# Can I pay quarterly taxes in advance?



## Four Pillars (Apr 5, 2009)

Probably a dumb question but,

Can I pay quarterly taxes in advance? 

For example let's say I'm supposed to pay $1500 / quarter ($6k) in total. 

Can I just make whatever payments I want as long as I'm keeping up with the minimum $1,500/qtr? So let's say I pay $3,000 in January and $3,000 in April and then don't make any more payments for the rest of the year.


----------



## zylon (Oct 27, 2010)

Yes, for sure.
They will accept payment any old time and credit your account.
Online, your payments can be found under “instalments”.


----------



## FrugalTrader (Oct 13, 2008)

I'm sure CRA would be more than happy to receive their installment payments early!


----------



## Four Pillars (Apr 5, 2009)

Haha - I'm sure you guys are right.


----------



## OptsyEagle (Nov 29, 2009)

FP is a great Canadian and an all around good citizen. An inspiration to us all.
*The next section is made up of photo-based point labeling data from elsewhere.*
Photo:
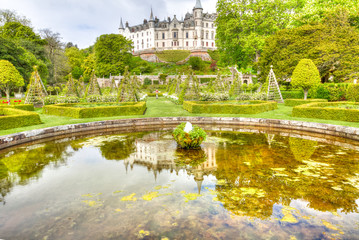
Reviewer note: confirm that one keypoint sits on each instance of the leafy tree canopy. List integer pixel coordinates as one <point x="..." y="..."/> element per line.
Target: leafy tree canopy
<point x="112" y="54"/>
<point x="243" y="26"/>
<point x="333" y="45"/>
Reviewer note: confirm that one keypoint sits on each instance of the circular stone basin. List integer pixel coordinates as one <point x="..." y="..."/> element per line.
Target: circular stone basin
<point x="242" y="184"/>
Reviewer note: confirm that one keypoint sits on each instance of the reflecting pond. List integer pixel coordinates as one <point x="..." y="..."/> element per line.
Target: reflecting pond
<point x="242" y="184"/>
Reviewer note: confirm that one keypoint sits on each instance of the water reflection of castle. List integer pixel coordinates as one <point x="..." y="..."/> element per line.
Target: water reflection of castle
<point x="158" y="155"/>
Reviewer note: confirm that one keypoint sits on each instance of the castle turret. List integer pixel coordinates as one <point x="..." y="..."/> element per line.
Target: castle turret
<point x="152" y="20"/>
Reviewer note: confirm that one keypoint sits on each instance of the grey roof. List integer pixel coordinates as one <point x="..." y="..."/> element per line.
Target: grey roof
<point x="198" y="5"/>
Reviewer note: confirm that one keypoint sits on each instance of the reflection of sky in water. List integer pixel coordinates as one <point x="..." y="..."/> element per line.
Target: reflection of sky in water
<point x="246" y="188"/>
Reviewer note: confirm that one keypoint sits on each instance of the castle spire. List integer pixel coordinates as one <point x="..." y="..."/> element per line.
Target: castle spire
<point x="121" y="24"/>
<point x="151" y="17"/>
<point x="198" y="5"/>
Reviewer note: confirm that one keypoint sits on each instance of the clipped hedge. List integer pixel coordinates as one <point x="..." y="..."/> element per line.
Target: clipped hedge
<point x="14" y="118"/>
<point x="297" y="102"/>
<point x="69" y="110"/>
<point x="229" y="107"/>
<point x="327" y="111"/>
<point x="25" y="107"/>
<point x="173" y="56"/>
<point x="154" y="94"/>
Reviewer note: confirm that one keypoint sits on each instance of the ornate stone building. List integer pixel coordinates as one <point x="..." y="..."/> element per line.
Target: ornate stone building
<point x="196" y="31"/>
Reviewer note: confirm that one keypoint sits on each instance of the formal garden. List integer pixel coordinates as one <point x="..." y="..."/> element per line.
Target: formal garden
<point x="260" y="142"/>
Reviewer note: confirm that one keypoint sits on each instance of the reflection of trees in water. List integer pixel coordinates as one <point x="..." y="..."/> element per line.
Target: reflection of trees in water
<point x="24" y="164"/>
<point x="258" y="176"/>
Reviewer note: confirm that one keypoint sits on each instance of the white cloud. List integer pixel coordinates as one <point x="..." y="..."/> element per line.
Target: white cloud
<point x="82" y="21"/>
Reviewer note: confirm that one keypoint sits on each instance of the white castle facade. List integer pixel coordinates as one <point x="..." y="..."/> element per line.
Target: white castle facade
<point x="196" y="31"/>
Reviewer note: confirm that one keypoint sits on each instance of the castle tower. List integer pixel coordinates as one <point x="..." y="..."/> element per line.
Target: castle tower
<point x="121" y="28"/>
<point x="198" y="18"/>
<point x="152" y="20"/>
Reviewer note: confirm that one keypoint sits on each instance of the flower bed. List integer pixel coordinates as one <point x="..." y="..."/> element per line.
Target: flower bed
<point x="229" y="107"/>
<point x="85" y="110"/>
<point x="297" y="102"/>
<point x="331" y="111"/>
<point x="14" y="118"/>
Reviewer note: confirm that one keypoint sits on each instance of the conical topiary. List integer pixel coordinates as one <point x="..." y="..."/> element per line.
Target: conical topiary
<point x="93" y="88"/>
<point x="36" y="90"/>
<point x="71" y="90"/>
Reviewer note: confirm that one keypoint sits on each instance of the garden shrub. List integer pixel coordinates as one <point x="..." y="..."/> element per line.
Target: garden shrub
<point x="14" y="118"/>
<point x="190" y="140"/>
<point x="229" y="107"/>
<point x="25" y="107"/>
<point x="330" y="111"/>
<point x="173" y="56"/>
<point x="74" y="111"/>
<point x="297" y="102"/>
<point x="352" y="93"/>
<point x="296" y="94"/>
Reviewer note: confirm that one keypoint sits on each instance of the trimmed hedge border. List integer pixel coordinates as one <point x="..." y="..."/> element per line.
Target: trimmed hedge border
<point x="254" y="107"/>
<point x="67" y="110"/>
<point x="138" y="124"/>
<point x="14" y="118"/>
<point x="25" y="107"/>
<point x="297" y="102"/>
<point x="322" y="111"/>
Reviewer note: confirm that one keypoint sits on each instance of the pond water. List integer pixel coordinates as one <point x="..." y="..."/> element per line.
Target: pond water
<point x="242" y="184"/>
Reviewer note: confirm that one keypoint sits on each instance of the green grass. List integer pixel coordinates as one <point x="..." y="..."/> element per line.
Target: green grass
<point x="164" y="108"/>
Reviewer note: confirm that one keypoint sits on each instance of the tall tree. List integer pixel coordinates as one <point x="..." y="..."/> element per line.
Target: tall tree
<point x="333" y="45"/>
<point x="112" y="54"/>
<point x="244" y="25"/>
<point x="9" y="77"/>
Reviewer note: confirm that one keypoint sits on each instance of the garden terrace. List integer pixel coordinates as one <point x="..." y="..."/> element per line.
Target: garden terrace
<point x="92" y="110"/>
<point x="229" y="107"/>
<point x="343" y="111"/>
<point x="14" y="118"/>
<point x="297" y="102"/>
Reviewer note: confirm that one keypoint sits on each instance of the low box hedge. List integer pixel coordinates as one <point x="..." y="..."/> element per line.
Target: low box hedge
<point x="69" y="110"/>
<point x="297" y="102"/>
<point x="329" y="110"/>
<point x="14" y="118"/>
<point x="154" y="94"/>
<point x="25" y="107"/>
<point x="229" y="107"/>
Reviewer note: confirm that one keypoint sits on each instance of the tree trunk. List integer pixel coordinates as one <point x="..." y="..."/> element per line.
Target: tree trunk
<point x="305" y="94"/>
<point x="7" y="91"/>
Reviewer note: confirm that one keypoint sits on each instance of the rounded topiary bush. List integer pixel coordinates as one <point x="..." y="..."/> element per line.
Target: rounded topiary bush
<point x="191" y="139"/>
<point x="305" y="76"/>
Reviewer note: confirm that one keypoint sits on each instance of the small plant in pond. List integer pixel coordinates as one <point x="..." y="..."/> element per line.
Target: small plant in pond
<point x="188" y="136"/>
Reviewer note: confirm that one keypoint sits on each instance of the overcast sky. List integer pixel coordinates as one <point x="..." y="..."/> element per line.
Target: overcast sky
<point x="81" y="21"/>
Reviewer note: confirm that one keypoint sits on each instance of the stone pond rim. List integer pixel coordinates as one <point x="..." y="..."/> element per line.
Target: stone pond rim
<point x="39" y="134"/>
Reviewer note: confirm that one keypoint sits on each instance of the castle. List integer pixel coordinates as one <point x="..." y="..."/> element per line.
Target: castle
<point x="196" y="31"/>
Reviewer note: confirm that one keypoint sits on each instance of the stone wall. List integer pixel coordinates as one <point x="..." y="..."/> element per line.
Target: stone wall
<point x="139" y="124"/>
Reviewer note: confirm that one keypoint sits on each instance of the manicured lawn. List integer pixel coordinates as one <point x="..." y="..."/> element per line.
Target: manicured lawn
<point x="164" y="108"/>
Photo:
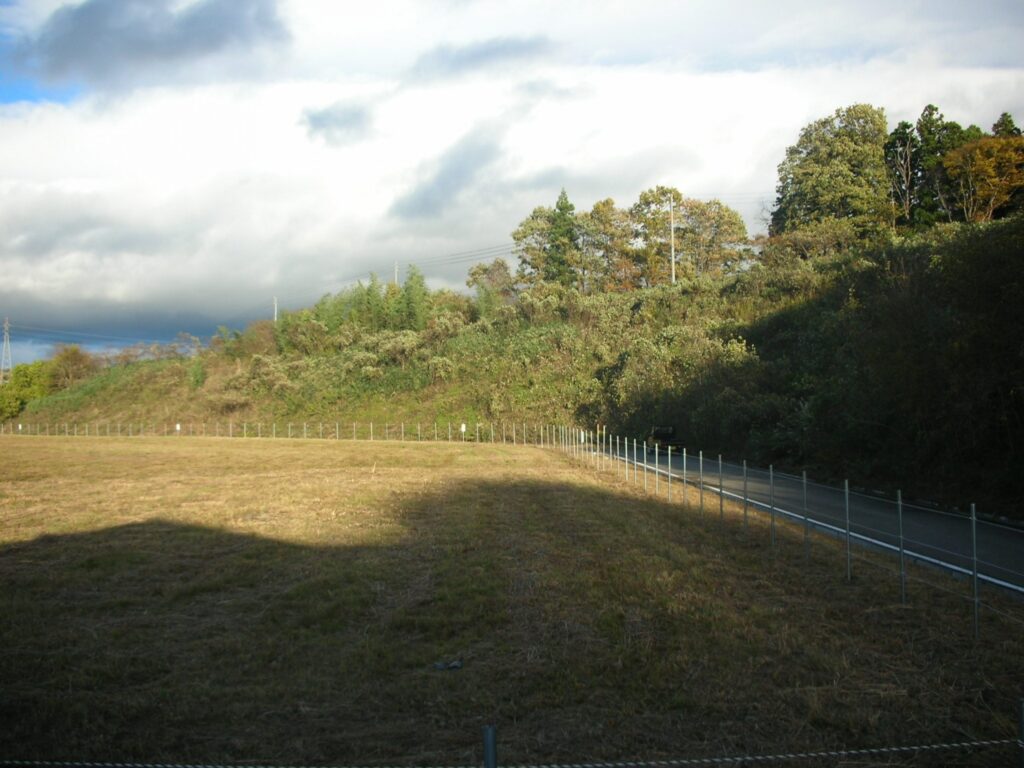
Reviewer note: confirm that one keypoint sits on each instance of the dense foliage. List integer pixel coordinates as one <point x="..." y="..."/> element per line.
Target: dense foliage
<point x="876" y="335"/>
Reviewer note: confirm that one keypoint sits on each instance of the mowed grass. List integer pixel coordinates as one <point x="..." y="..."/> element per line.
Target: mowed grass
<point x="289" y="601"/>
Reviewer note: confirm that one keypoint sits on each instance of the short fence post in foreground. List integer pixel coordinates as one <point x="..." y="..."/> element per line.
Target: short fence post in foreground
<point x="721" y="489"/>
<point x="657" y="483"/>
<point x="902" y="562"/>
<point x="645" y="466"/>
<point x="489" y="747"/>
<point x="700" y="467"/>
<point x="974" y="566"/>
<point x="849" y="560"/>
<point x="670" y="474"/>
<point x="744" y="495"/>
<point x="807" y="522"/>
<point x="1020" y="734"/>
<point x="684" y="477"/>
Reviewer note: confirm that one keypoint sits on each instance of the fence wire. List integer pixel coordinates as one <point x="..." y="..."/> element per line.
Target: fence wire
<point x="673" y="763"/>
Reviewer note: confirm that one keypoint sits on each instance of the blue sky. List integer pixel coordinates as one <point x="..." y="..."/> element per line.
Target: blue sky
<point x="173" y="165"/>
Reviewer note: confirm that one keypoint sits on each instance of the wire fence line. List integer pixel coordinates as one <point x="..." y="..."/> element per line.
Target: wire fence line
<point x="828" y="510"/>
<point x="491" y="760"/>
<point x="982" y="551"/>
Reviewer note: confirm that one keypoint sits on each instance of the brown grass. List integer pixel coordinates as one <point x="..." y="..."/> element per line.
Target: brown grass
<point x="287" y="601"/>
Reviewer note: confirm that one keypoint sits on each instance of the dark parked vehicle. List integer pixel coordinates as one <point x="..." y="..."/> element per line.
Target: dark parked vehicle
<point x="664" y="437"/>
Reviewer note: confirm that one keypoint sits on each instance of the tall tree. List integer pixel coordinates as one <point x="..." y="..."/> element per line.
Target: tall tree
<point x="934" y="196"/>
<point x="650" y="217"/>
<point x="495" y="286"/>
<point x="711" y="231"/>
<point x="1005" y="127"/>
<point x="605" y="244"/>
<point x="985" y="175"/>
<point x="837" y="169"/>
<point x="547" y="243"/>
<point x="901" y="153"/>
<point x="415" y="300"/>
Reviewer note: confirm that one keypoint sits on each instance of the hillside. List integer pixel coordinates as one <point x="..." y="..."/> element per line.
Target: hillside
<point x="896" y="363"/>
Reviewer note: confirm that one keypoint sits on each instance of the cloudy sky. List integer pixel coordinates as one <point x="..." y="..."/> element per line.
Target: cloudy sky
<point x="170" y="165"/>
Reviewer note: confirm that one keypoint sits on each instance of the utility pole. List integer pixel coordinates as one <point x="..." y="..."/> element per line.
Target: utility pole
<point x="5" y="363"/>
<point x="672" y="236"/>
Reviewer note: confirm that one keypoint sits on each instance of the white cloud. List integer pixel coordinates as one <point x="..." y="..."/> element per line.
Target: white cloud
<point x="212" y="197"/>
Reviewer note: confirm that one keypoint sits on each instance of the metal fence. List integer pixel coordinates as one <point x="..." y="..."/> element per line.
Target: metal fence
<point x="982" y="551"/>
<point x="1008" y="751"/>
<point x="985" y="552"/>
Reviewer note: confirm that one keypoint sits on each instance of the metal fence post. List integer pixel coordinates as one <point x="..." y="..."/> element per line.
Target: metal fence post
<point x="974" y="566"/>
<point x="721" y="489"/>
<point x="1020" y="734"/>
<point x="670" y="474"/>
<point x="645" y="466"/>
<point x="657" y="479"/>
<point x="849" y="556"/>
<point x="744" y="495"/>
<point x="700" y="467"/>
<point x="807" y="522"/>
<point x="684" y="477"/>
<point x="489" y="747"/>
<point x="902" y="562"/>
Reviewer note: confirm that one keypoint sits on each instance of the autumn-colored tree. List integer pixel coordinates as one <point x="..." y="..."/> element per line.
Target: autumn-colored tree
<point x="985" y="175"/>
<point x="71" y="364"/>
<point x="650" y="217"/>
<point x="709" y="232"/>
<point x="607" y="251"/>
<point x="547" y="243"/>
<point x="494" y="284"/>
<point x="837" y="169"/>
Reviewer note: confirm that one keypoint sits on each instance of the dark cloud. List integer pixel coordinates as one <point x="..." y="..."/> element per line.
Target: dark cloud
<point x="448" y="60"/>
<point x="113" y="41"/>
<point x="457" y="169"/>
<point x="338" y="124"/>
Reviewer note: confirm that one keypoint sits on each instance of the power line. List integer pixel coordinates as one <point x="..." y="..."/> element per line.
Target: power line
<point x="5" y="361"/>
<point x="102" y="337"/>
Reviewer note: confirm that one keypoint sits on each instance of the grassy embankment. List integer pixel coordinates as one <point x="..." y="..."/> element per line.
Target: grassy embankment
<point x="287" y="602"/>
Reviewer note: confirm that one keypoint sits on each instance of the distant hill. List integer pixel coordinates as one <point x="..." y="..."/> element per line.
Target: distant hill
<point x="895" y="361"/>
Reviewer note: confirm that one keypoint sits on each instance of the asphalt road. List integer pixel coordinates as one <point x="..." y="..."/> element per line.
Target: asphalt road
<point x="932" y="536"/>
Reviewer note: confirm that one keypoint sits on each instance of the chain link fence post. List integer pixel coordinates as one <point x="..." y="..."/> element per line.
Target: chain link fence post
<point x="902" y="561"/>
<point x="489" y="747"/>
<point x="974" y="566"/>
<point x="849" y="553"/>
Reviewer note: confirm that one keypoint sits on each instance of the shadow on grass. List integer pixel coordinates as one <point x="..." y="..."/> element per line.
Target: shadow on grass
<point x="589" y="624"/>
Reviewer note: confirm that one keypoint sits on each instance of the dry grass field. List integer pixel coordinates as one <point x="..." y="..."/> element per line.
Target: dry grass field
<point x="291" y="601"/>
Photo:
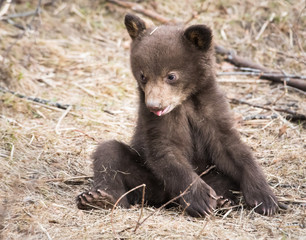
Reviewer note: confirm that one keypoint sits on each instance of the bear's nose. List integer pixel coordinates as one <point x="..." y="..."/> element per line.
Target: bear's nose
<point x="153" y="105"/>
Bet you don't find this post on the Greekmoneyforum.com.


----------



## Cal (Jun 17, 2009)

^ lol.


----------



## kcowan (Jul 1, 2010)

You can also schedule them as bill payments - I do the 12th rather than the 15th just to get the money into their hands. I also double pay June if I missed March. One year I had to triple pay December to make up for earlier tough times. No penalties. They are just guidance. But if you pay, you can avoid penalties.


----------



## Helianthus (Oct 19, 2010)

You can most definitely pay early in lump sums. Just don't pay late, or you may be subject to instalment arrears interest.


----------